And the endless cycle of cleaning out people’s possessions as they transitioned from a large house to a small apartment and then just one room in an assisted living facility. Cars to be sold, papers to be sorted, phone calls to be made.

I have been cool, calm and collected when all I wanted to do was sink to the floor and howl until someone gave me a sedative.

If my life from ages 22 to now had been a job someone hired me to do, I would be a millionaire simply due to the sheer number of hours I have worked as well as the breadth of tasks I have performed and often mastered. No one schedules better than me. No one can calm and lead a group of people like me, with humor and just enough steel in my voice to make sure everyone keeps up.

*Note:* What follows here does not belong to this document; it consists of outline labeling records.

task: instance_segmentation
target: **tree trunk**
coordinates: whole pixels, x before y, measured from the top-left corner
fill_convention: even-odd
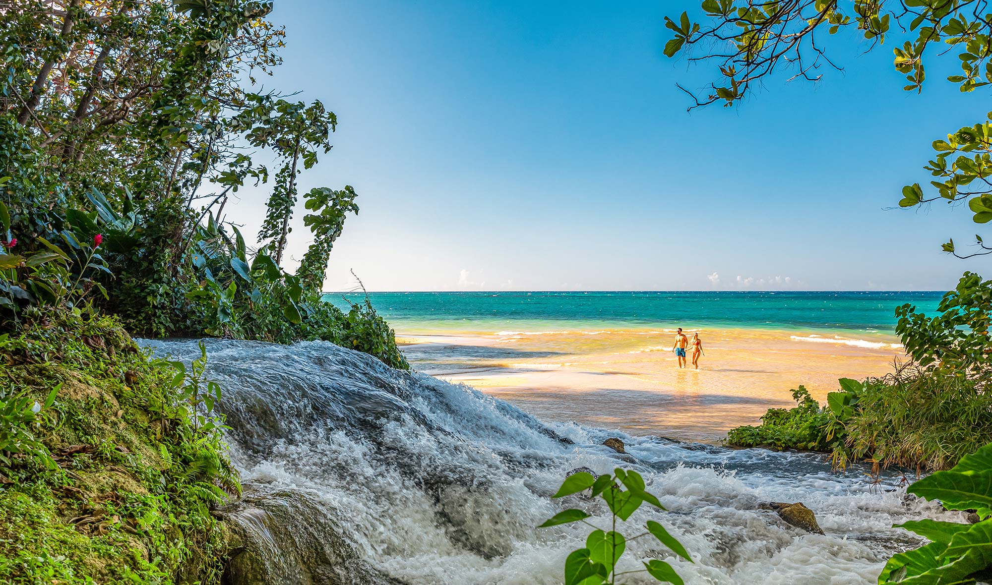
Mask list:
[[[276,265],[282,266],[283,249],[286,248],[286,235],[290,229],[290,214],[293,213],[293,201],[296,199],[293,189],[297,186],[297,161],[300,160],[300,138],[297,138],[297,147],[293,150],[293,169],[290,171],[290,184],[287,194],[290,197],[290,208],[283,215],[283,230],[279,235],[279,246],[276,247]]]
[[[69,122],[69,127],[75,126],[84,117],[88,115],[87,110],[89,110],[89,104],[93,102],[93,96],[96,95],[96,87],[103,80],[103,64],[107,60],[107,57],[110,55],[112,47],[108,43],[106,47],[100,50],[100,55],[96,58],[96,63],[93,65],[93,76],[89,80],[89,86],[86,87],[86,92],[82,94],[79,98],[79,104],[75,106],[75,112],[72,114],[72,121]],[[75,141],[69,138],[62,148],[62,162],[67,163],[72,160],[72,151],[75,149]]]
[[[72,25],[75,24],[72,19],[73,9],[78,8],[79,0],[72,0],[69,4],[68,10],[65,11],[65,16],[62,17],[62,38],[65,39],[72,32]],[[52,72],[52,67],[56,66],[56,59],[50,59],[45,61],[42,65],[42,69],[38,71],[38,77],[35,78],[35,84],[31,87],[31,95],[28,96],[28,100],[24,102],[24,106],[21,108],[20,113],[17,115],[17,122],[22,126],[34,113],[35,108],[38,107],[38,102],[42,100],[42,92],[45,90],[45,84],[49,81],[49,74]]]

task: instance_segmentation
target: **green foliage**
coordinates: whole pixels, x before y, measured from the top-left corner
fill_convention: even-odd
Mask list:
[[[983,2],[973,0],[903,0],[884,3],[873,0],[799,0],[787,4],[748,0],[703,0],[705,17],[691,23],[688,13],[678,19],[666,17],[674,36],[665,55],[688,54],[693,47],[706,47],[692,55],[694,63],[713,62],[718,75],[701,95],[693,94],[689,109],[712,103],[732,106],[750,95],[776,72],[791,78],[820,79],[825,65],[840,68],[824,49],[826,35],[850,33],[848,42],[869,42],[868,51],[886,41],[893,43],[894,68],[906,75],[907,91],[923,90],[925,61],[959,65],[959,74],[947,76],[962,92],[992,83],[992,19]],[[834,42],[835,44],[836,42]],[[711,49],[718,47],[719,49]],[[729,47],[729,51],[725,50]],[[860,51],[860,49],[859,49]],[[992,112],[985,120],[946,135],[932,143],[935,153],[925,170],[932,180],[930,193],[919,182],[906,185],[901,207],[916,207],[932,201],[958,206],[966,202],[972,220],[992,220]],[[992,254],[980,235],[976,251],[959,254],[954,241],[943,250],[967,258]]]
[[[837,465],[867,459],[946,469],[992,442],[992,397],[953,371],[903,366],[866,380],[842,423],[844,440],[833,445]]]
[[[910,304],[896,309],[896,332],[907,353],[923,368],[942,369],[984,387],[992,373],[992,281],[964,273],[937,311],[928,317]]]
[[[829,409],[821,408],[804,386],[793,391],[793,400],[796,401],[796,408],[769,409],[761,417],[760,426],[732,428],[724,443],[737,447],[765,446],[779,450],[830,449],[832,443],[839,438],[836,425],[831,425],[836,419],[834,413]]]
[[[992,566],[992,444],[965,455],[949,471],[937,471],[918,480],[907,492],[938,500],[946,510],[977,509],[981,522],[955,524],[921,520],[898,525],[931,540],[930,544],[896,554],[879,575],[889,583],[971,583],[976,573]]]
[[[7,206],[0,202],[0,227],[7,231],[8,242],[14,242],[7,218]],[[83,302],[93,290],[107,298],[106,290],[97,280],[101,272],[109,274],[106,262],[97,253],[102,234],[87,239],[78,231],[62,230],[58,235],[68,252],[38,238],[35,252],[13,254],[15,246],[9,245],[6,254],[0,253],[0,293],[4,294],[0,296],[0,318],[17,320],[25,306],[72,307]],[[32,249],[32,242],[18,243],[26,250]]]
[[[623,488],[620,487],[623,486]],[[661,582],[682,585],[682,579],[668,562],[650,559],[643,562],[644,569],[617,571],[617,562],[627,549],[627,542],[642,536],[654,536],[660,543],[673,550],[688,562],[693,562],[688,552],[662,525],[649,521],[642,533],[626,538],[616,531],[617,519],[626,522],[631,515],[647,502],[659,510],[665,510],[653,494],[645,491],[644,478],[636,471],[615,469],[613,475],[593,477],[584,471],[565,478],[555,498],[563,498],[589,490],[592,498],[601,498],[612,515],[611,528],[604,530],[587,522],[591,518],[581,510],[564,510],[546,521],[539,527],[550,527],[581,522],[593,530],[585,541],[585,547],[574,550],[564,561],[564,585],[601,585],[616,583],[616,578],[632,573],[648,573]]]
[[[8,457],[0,581],[219,583],[210,508],[239,486],[220,428],[189,415],[192,381],[78,308],[26,309],[0,354],[6,395],[49,405],[26,422],[50,462]]]
[[[391,368],[410,369],[407,358],[396,344],[396,333],[379,316],[368,297],[361,303],[352,303],[341,325],[339,340],[328,341],[373,355]]]
[[[0,14],[0,323],[85,300],[145,336],[327,339],[406,364],[374,311],[319,299],[351,186],[310,191],[314,240],[296,275],[280,269],[298,176],[337,118],[258,91],[283,46],[271,8],[25,0]],[[259,149],[278,171],[267,245],[249,250],[223,208],[269,181]]]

Middle schoolers do not scare me. Neither do teenagers. Old people are my specialty because they are the only group that can be reliably reasoned with.

And yet, if I applied for a job today I would have no work experience beyond a few part time jobs I held here and there over the years.

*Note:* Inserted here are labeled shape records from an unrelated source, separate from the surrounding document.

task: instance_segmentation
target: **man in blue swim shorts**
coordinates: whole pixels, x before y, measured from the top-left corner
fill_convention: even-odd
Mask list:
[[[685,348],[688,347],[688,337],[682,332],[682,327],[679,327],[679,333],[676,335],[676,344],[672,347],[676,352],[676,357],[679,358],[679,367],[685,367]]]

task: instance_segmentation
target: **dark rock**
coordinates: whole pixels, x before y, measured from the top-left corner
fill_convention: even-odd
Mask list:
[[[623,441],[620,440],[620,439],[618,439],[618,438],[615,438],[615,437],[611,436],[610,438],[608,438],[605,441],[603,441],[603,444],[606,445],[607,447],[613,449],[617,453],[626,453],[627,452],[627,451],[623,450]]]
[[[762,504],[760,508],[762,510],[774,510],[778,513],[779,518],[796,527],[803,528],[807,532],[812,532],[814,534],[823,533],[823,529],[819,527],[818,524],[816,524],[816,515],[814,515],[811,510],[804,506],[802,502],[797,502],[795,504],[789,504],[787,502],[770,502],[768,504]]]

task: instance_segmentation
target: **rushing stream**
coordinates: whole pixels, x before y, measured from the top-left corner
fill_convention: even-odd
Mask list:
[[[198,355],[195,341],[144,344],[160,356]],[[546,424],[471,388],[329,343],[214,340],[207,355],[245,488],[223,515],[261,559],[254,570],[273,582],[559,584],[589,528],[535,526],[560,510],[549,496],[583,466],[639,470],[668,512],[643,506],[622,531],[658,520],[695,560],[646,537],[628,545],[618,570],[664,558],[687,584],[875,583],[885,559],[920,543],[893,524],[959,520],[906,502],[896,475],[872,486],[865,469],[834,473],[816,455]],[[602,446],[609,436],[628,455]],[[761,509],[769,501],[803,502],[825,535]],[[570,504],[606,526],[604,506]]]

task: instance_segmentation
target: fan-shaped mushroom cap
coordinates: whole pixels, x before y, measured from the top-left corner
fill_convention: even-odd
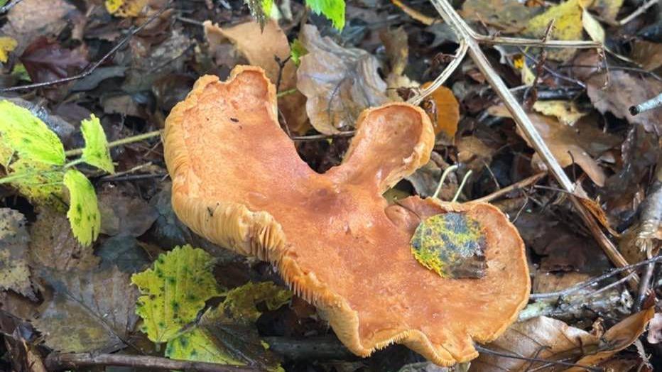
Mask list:
[[[358,355],[399,342],[441,365],[474,358],[472,340],[496,338],[527,302],[521,239],[489,204],[387,204],[381,193],[428,160],[434,134],[422,110],[386,104],[357,128],[343,163],[316,173],[279,127],[260,69],[202,77],[166,121],[175,212],[214,243],[277,264]],[[484,277],[445,279],[412,256],[420,219],[448,211],[480,222]]]

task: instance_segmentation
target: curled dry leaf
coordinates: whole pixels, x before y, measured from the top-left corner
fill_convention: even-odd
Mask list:
[[[494,106],[488,112],[498,116],[511,117],[502,106]],[[562,167],[573,163],[582,168],[587,175],[598,186],[604,186],[607,175],[597,162],[591,156],[597,156],[615,146],[619,139],[595,127],[592,116],[577,122],[574,127],[560,123],[552,116],[529,113],[528,117],[545,140],[550,151]],[[521,133],[518,129],[517,133]],[[525,141],[526,137],[522,136]],[[544,165],[538,154],[531,160],[538,168]]]
[[[297,88],[318,131],[333,134],[352,128],[361,111],[389,101],[376,59],[362,49],[344,48],[305,25],[299,40],[308,50],[297,71]]]
[[[212,50],[229,40],[251,65],[264,69],[272,83],[278,82],[280,72],[278,92],[297,87],[294,61],[287,61],[282,72],[276,61],[275,57],[284,61],[290,56],[290,44],[285,33],[273,19],[269,19],[264,24],[264,29],[253,21],[226,28],[212,24],[207,21],[205,22],[205,35]],[[305,104],[305,97],[300,92],[278,98],[278,108],[283,112],[288,126],[293,131],[303,132],[305,130],[308,118],[303,109]]]
[[[36,300],[30,281],[25,217],[9,208],[0,208],[0,290],[11,290]]]
[[[606,73],[595,74],[587,81],[587,92],[591,102],[601,113],[611,112],[632,124],[643,126],[648,132],[662,134],[662,116],[658,110],[631,115],[629,109],[657,96],[662,92],[662,82],[641,74],[626,71],[609,71],[609,84]]]
[[[49,271],[42,277],[55,292],[33,323],[48,347],[65,352],[111,352],[124,346],[138,316],[138,290],[116,267]]]

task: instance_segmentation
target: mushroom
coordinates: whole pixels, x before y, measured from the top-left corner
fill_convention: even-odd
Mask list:
[[[365,110],[340,165],[316,173],[278,125],[273,85],[259,67],[225,82],[200,77],[166,122],[173,207],[194,231],[277,266],[338,338],[367,356],[404,344],[434,363],[475,358],[526,304],[523,243],[496,207],[382,193],[428,160],[433,126],[400,102]],[[482,278],[445,278],[410,240],[428,217],[457,213],[481,226]]]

You want an employee with emotional resilience, the ability to work without having to be supervised every second and that HR holy grail, executive function? Which in reality is the ability to look around, see what needs doing, make a plan to get it done and then actually follow through on it.

If you want all that, hire a homemaker. But you can’t because you have no way of translating all their skills into a form you can understand.

How to quantify the hours, days, months, years and decades of work homemakers perform? There is no salary to prove their work had value. No titles and business cards and LinkedIn pages to tout their climb up the ladder.

Why?

Americans love to say that the people who stay home and tend the home fires are doing good, important work. And yet there is no way to translate the skills learned and endlessly performed into a paying job outside the home.

Why can’t we translate all our good work into a paying job when the kids grow up or the marriage ends or the elderly parent we were taking care of passes away?

If we are so valuable, why are we so financially vulnerable?